Virtually all the surfaces on Jariya are curved. Custom-made sliding window doors, top, open from the aft deck into the spacious air-conditioned cockpit. The master stateroom, middle, features radiused crotch mahogany paneling throughout. The high-gloss paneling of the salon, bottom reflects the owner’s preference for a stylish Italian look. (Click image to enlarge)

Jariya is a high-speed waterjet-powered sport cruiser intended for single-handed use. She has three staterooms, spacious upper and lower salons, a disappearing galley, a covered aft deck—and a lazarette housing an 11-foot jet-drive inflatable tender with an articulated crane/passerelle. While this may sound mainstream enough, as the legendary architect Mies van der Rohe once said, “God is in the details.”

On a recent Saturday in Fort Lauderdale, Radley sat on a curved sofa on Jariya’s main deck and—with a mischievous smile on his face—pushed a button. A large ceiling panel dropped, then slid into a compartment between the overhead and cabin top, exposing the seating area to the Florida sunshine. McMullen & Wing—the New Zealand builder that spent more than two years constructing the vessel—had been unable to find anything in the yachting supply industry that would allow the panel to hide within the overhead when opened. With Kiwi ingenuity, yard engineers scavenged an auto junkyard for a car-top mechanism to duplicate.

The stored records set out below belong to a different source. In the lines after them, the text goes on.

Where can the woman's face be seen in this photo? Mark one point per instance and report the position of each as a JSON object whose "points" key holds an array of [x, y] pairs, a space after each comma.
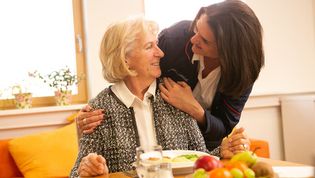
{"points": [[203, 41], [145, 58]]}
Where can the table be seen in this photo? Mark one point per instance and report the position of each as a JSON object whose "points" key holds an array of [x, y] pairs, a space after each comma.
{"points": [[283, 168]]}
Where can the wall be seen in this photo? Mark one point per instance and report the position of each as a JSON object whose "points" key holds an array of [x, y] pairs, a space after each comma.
{"points": [[97, 15], [289, 33]]}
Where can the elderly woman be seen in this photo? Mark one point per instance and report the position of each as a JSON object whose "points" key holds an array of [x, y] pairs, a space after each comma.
{"points": [[136, 113]]}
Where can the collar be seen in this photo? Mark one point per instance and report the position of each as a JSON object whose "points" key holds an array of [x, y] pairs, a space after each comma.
{"points": [[124, 94], [197, 57]]}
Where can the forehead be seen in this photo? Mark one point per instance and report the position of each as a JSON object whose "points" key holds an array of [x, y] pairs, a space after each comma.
{"points": [[204, 29]]}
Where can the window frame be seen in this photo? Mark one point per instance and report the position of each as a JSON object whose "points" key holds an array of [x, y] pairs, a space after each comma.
{"points": [[81, 97]]}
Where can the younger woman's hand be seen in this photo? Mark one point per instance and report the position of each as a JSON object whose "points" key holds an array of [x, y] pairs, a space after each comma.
{"points": [[180, 96], [88, 119], [236, 142]]}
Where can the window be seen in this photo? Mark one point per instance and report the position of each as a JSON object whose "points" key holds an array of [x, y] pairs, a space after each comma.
{"points": [[168, 12], [43, 35]]}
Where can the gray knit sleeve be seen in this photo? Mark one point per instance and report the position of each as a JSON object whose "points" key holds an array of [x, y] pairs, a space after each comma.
{"points": [[89, 143]]}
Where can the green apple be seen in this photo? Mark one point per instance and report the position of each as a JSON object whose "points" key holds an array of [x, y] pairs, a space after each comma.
{"points": [[247, 157], [237, 173], [200, 173]]}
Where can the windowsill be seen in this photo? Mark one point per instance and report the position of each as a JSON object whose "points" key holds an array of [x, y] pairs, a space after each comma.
{"points": [[12, 112]]}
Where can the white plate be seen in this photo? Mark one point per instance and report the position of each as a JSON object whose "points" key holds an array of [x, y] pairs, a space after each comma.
{"points": [[183, 167]]}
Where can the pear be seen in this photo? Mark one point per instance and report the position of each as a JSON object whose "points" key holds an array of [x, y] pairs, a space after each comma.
{"points": [[248, 157]]}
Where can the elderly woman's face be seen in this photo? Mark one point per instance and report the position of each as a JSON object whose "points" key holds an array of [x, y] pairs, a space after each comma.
{"points": [[145, 58]]}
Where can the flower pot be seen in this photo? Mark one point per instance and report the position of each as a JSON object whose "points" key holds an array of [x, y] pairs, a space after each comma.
{"points": [[63, 98], [23, 100]]}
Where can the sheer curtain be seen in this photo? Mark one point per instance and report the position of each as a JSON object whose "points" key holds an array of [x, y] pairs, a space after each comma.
{"points": [[35, 35]]}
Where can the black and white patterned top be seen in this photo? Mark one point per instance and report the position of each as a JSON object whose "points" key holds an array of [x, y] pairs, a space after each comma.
{"points": [[116, 139]]}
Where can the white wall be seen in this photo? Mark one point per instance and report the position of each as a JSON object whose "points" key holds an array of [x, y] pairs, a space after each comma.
{"points": [[289, 41], [97, 15]]}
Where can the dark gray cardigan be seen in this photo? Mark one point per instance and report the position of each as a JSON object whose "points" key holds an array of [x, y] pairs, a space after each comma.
{"points": [[116, 139]]}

Radley’s team included Michael Peters Yacht Design, whose Sarasota, Florida, company is best known for high-speed hull designs, and interior designer J. C.
 
Espinosa, whose assignment was to create an interior that resembled a “fine Italian suit: elegant and stylish.”

Radley’s original list had called for a 76-foot cruiser that would top out at 50 knots, but as the design developed, length increased, and speed decreased. The first brief had also indicated a composite-built yacht, but Radley settled on a composite superstructure over a less-expensive aluminum hull.

Peters designed the hull with a relatively steep 20-degree deadrise over a modified-V bottom, which gives the yacht directional stability at high speeds and in rough conditions. These were needed, since Radley chose the largest available power system—twin 2,000-hp V-16 MTUs driving two KaMeWa A56 waterjets—to push the boat to 45 knots. Particular attention was given to minimizing weight.